No entendimento de Henrique, o governo vai tentar fazer uso político da competição, para amenizar o seu isolamento. Mas avaliou que isto não vai afetar as mobilizações contra Bolsonaro. Lembrou que, de acordo com o médico e neurocientista Miguel Nicolelis, que vem estudando a pandemia no Brasil e no mundo, a movimentação de atletas, comissões técnicas e todo o pessoal envolvido na competição em diferentes praças do país (inclusive torcedores) pode agravar ainda mais o quadro de disseminação da doença, particularmente das novas variantes que já se manifestam. Nicolelis advertiu, no entanto, que a decisão de Bolsonaro é a “bala de prata” para a CPI indiciar o governo federal por omissão e crime de responsabilidade pela atuação durante a pandemia de covid-19 no Brasil. “Não falta mais nenhuma prova. O governo demorou meses para responder [às propostas feitas] sobre vacina, e algumas horas para aceitar a Copa América”, observou.

Aumento do contágio

A vinda da competição deve agravar a situação dramática, que, além das mais de 460 mil vítimas fatais, já levou à beira do colapso o sistema público de saúde brasileiro, com a extenuação, contaminação e morte recorde dos profissionais que trabalham na linha de frente. Médicos e cientistas alertam que, quanto mais pessoas em circulação, maior a propagação do vírus. Ainda mais num cenário descontrolado, como o do Brasil.

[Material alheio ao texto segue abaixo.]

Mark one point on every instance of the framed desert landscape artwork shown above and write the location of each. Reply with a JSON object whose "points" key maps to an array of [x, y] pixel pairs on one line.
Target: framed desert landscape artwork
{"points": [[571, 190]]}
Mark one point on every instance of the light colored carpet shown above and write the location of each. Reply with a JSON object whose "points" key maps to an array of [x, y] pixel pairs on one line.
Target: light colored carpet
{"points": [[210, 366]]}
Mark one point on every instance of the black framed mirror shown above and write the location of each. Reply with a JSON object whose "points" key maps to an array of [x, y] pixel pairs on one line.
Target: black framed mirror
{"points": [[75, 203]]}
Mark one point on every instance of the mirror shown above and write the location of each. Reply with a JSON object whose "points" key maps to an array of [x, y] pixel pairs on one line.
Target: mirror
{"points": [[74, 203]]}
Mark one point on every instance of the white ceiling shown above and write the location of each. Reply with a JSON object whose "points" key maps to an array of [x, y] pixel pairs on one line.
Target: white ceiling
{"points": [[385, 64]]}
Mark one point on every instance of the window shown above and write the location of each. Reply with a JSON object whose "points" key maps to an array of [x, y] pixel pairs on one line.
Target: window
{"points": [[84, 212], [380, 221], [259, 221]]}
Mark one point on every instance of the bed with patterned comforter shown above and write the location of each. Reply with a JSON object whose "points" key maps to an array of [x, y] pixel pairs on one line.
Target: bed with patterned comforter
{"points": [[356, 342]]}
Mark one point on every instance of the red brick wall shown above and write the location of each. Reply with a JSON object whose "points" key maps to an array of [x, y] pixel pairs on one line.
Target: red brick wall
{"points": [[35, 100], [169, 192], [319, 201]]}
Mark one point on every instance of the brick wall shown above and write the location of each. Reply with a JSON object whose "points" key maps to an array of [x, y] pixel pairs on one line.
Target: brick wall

Foi justamente pela falta de controle que a Argentina desistiu de sediar o evento. Antes, a Colômbia tomou a mesma decisão, em função das mobilizações que tomaram conta do país. A situação da Argentina não é muito diferente da do Brasil. Os argentinos estão com uma alta taxa de transmissão (Rt) de 1,18, segundo último levantamento do Imperial College de Londres. O Brasil aparece com 1,02. Valores acima de 1 indicam falta de controle da pandemia.